Diario di bordo
Tutti contro la dittatura che opprime la Birmania. Perņ gli affari sono affari
08 Ottobre 2007
 

È stata una bella marcia, quella di domenica, da Perugia ad Assisi; ed è commovente vedere che in duecentomila si stringono attorno a quei monaci che guidano la protesta e la rivolta nonviolenta contro i dittatori birmani.

Quei monaci incarnano, letteralmente, una religione della libertà; non sono diversi dai Montagnard in lotta da anni in Vietnam, e perseguitati tra la generale indifferenza – anche della chiesa romana, in altro impegnata – perché cristiani, credenti. Così simili, nella loro richiesta di libertà e democrazia a quei bonzi vietnamiti che negli anni Sessanta si uccidevano dandosi fuoco, e che non vennero ascoltati e aiutati dagli Stati Uniti e dal resto del mondo libero: loro, che costituivano l’unica, credibile alternativa ai vietcong comunisti e alla dittatura sud vietnamita. Non averli ascoltati e aiutati ha comportato quel che tutti sappiamo.

Religiosi che si battono per la e le libertà.
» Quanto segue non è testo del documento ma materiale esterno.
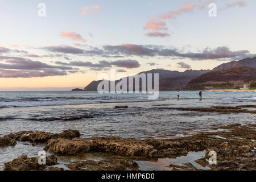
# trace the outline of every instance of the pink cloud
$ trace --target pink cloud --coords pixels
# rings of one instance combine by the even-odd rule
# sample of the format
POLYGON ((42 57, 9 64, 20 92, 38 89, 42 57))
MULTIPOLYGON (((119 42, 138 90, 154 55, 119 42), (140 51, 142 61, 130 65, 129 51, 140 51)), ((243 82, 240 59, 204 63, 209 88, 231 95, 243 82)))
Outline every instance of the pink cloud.
POLYGON ((170 11, 167 13, 163 13, 161 15, 161 18, 163 19, 172 19, 175 18, 183 13, 186 13, 191 11, 195 6, 192 3, 185 3, 184 7, 174 11, 170 11))
POLYGON ((19 47, 19 46, 17 44, 10 44, 10 46, 14 47, 19 47))
POLYGON ((226 6, 225 6, 224 8, 221 9, 220 10, 226 10, 227 9, 230 8, 230 7, 236 7, 236 6, 238 6, 238 7, 244 7, 246 6, 246 3, 242 1, 233 1, 230 3, 228 3, 226 5, 226 6))
POLYGON ((148 32, 147 34, 146 34, 146 35, 148 36, 151 36, 151 37, 166 37, 166 36, 169 36, 170 34, 167 34, 167 33, 164 33, 164 32, 158 32, 158 31, 154 31, 154 32, 148 32))
POLYGON ((63 32, 60 34, 60 36, 63 38, 69 38, 74 40, 82 41, 82 42, 85 42, 87 41, 87 40, 83 39, 80 34, 75 32, 63 32))
POLYGON ((81 14, 82 15, 87 15, 89 12, 88 12, 88 10, 89 10, 89 6, 85 6, 84 7, 82 8, 81 9, 81 14))
POLYGON ((160 30, 168 30, 166 27, 166 23, 162 21, 148 21, 147 24, 144 26, 144 30, 151 29, 155 31, 159 31, 160 30))
POLYGON ((101 9, 101 6, 98 5, 92 6, 92 7, 98 11, 101 9))

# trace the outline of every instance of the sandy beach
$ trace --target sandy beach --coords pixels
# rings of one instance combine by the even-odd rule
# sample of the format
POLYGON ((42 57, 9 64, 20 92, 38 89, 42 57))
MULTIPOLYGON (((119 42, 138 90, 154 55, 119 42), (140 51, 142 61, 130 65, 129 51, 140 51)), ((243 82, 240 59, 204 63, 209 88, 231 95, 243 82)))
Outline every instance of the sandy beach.
POLYGON ((224 91, 224 92, 256 92, 256 89, 212 89, 204 91, 224 91))

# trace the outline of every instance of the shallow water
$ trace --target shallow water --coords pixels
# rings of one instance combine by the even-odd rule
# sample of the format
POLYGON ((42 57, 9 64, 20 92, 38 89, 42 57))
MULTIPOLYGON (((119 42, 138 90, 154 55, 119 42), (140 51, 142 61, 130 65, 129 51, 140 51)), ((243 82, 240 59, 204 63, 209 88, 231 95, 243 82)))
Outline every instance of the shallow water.
MULTIPOLYGON (((255 123, 255 114, 163 109, 164 107, 234 106, 256 104, 255 92, 160 92, 158 100, 145 94, 100 94, 95 92, 0 92, 0 136, 23 130, 60 133, 77 129, 81 137, 167 138, 211 131, 213 125, 255 123), (115 109, 115 106, 127 109, 115 109)), ((255 109, 250 108, 251 110, 255 109)), ((42 146, 0 148, 4 162, 22 155, 36 156, 42 146)))
POLYGON ((172 168, 169 167, 170 164, 185 167, 185 166, 184 164, 188 163, 192 164, 197 169, 209 170, 210 169, 209 167, 207 166, 203 167, 195 162, 195 160, 204 158, 205 152, 205 150, 200 152, 189 152, 187 156, 181 156, 177 157, 175 159, 158 159, 157 162, 142 160, 135 160, 135 162, 139 165, 139 169, 141 171, 171 171, 172 170, 172 168))

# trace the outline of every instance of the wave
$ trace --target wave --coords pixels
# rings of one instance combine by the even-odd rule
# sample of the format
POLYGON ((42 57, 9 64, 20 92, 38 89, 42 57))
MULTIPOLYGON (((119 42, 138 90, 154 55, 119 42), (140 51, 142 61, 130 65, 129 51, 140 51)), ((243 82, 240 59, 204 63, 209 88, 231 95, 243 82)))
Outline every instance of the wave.
POLYGON ((73 120, 80 120, 84 118, 93 118, 94 117, 93 115, 88 114, 77 116, 68 116, 66 117, 52 117, 52 118, 29 118, 28 119, 36 121, 73 121, 73 120))

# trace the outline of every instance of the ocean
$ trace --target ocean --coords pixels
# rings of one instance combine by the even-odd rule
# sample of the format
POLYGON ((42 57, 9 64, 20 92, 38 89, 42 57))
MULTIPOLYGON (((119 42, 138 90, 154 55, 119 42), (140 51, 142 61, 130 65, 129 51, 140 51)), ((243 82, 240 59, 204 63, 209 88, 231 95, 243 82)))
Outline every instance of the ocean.
MULTIPOLYGON (((255 114, 163 109, 165 107, 235 106, 255 105, 255 92, 160 92, 147 94, 97 92, 0 92, 0 136, 24 130, 60 133, 76 129, 81 137, 119 136, 139 139, 168 138, 210 131, 214 125, 256 123, 255 114), (115 106, 128 106, 115 109, 115 106)), ((250 108, 247 109, 254 109, 250 108)), ((0 169, 22 155, 36 156, 42 146, 0 148, 0 169)))

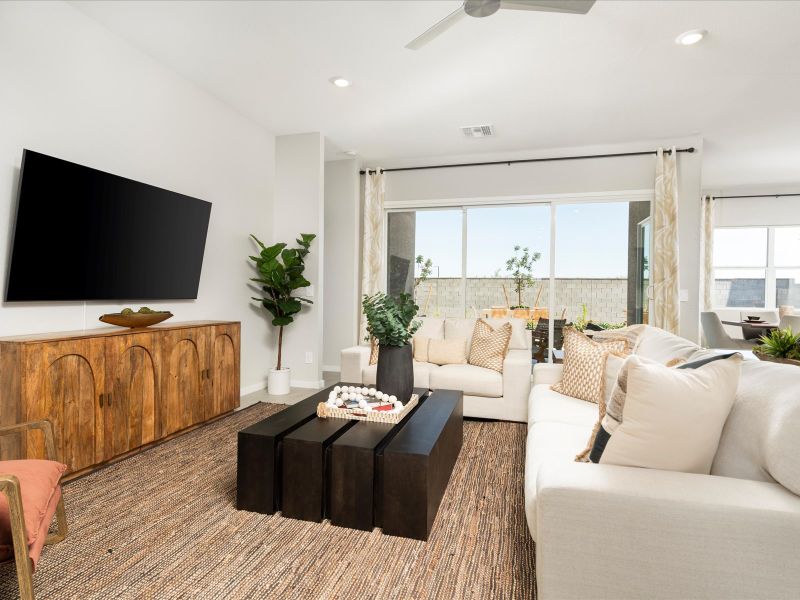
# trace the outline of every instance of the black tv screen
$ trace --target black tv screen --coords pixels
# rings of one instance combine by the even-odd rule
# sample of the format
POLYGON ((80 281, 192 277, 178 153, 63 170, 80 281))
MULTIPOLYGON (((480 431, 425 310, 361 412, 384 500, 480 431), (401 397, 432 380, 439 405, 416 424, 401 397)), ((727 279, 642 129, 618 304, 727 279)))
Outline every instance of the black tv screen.
POLYGON ((211 203, 25 150, 6 300, 197 298, 211 203))

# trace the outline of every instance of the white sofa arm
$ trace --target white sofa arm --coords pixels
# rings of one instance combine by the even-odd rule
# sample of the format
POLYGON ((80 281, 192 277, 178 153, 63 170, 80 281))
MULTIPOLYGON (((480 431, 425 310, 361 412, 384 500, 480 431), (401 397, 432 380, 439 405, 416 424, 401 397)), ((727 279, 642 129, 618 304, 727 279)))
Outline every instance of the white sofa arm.
POLYGON ((342 350, 340 379, 345 383, 363 383, 364 368, 369 366, 369 353, 369 346, 353 346, 342 350))
POLYGON ((542 600, 800 590, 800 497, 777 483, 559 462, 536 487, 542 600))
POLYGON ((533 385, 547 383, 553 385, 561 381, 561 373, 564 371, 563 364, 536 363, 533 365, 533 385))

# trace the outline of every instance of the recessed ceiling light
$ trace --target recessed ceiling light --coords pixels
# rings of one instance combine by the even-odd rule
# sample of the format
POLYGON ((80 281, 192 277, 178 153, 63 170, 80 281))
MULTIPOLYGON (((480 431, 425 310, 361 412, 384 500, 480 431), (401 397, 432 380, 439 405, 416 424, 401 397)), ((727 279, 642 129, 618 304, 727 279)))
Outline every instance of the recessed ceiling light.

Quella e quelle libertà che spesso vengono strangolate da altri “religiosi”: i mullah vaticani e i mullah talebani, fanatici e senza misericordia.

Ma torniamo alla Birmania, e alla lotta dei monaci. Ora che la marcia è finita, che siamo tornati a casa? Ecco cosa scrive, nel sito dell’agenzia “Lettera 22” Tiziana Guerrisi: «Mentre la diplomazia internazionale protesta per la repressione in Birmania, l’Italia continua a chiudere affari d’oro con la giunta di Than Shwe. Cifre da capogiro che nel 2006, tra import-export, hanno raggiunto gli oltre 120 milioni di euro coinvolgendo circa 360 aziende italiane».

Qualche giorno fa la CISL ha fornito un corposo elenco di ditte italiane che fanno affari con i dittatori birmani. In Italia giungono soprattutto legno, minerali preziosi e tessuti per l’abbigliamento, prodotti largamente impiegati che spiegano la presenza di imprese largamente conosciute dai consumatori italiani. Si parte dall’Oviesse, del noto gruppo Coin, che – nonostante un codice di condotta conforme alla Dichiarazione universale dei diritti dell’uomo e alle convenzioni sui diritti dei lavoratori dell’Organizzazione Mondiale del Lavoro - è legata al regime birmano da un fatturato di oltre 2,5 milioni di euro; il gruppo Auchan in Birmania ha comprato per oltre 460 mila euro; la Bulgari gioielli “vanta” un conto di circa 380 mila euro.

Altre imprese che importano il prezioso teak birmano, sono la Bellotti Spa (oltre 7 milioni di euro), la Nord Compensati Spa (2,4 milioni di euro), la Margaritelli e la Gazzotti che nel settore del legname vantano la certificazioni di ecosostenibilità “Fsc”, ma non mostrano altrettanta attenzione per i diritti umani. Per le esportazioni il giro di affari supera 60 milioni di euro, ma la presenza italiana si concentra in poche aziende concentrate nei settori meccanici e di difesa. Alla Danieli Officine Meccaniche Spa – specializzata in prodotti industriali nel settore dell’acciaio – il legame con il paese asiatico ha fruttato più di 55 milioni di euro, mentre l’Avio Difesa e Spazio, insieme agli altri settori di Avio Spa, ha mosso nel settore dei componenti aerospaziali militari e civili oltre 1,4 milioni di euro.

Abbiamo insomma un modo molto concreto per aiutare i monaci, Aung San Suu Kyi e tutti coloro che stanno lottando contro la dittatura. Se si vuole si può. Se si può, si deve.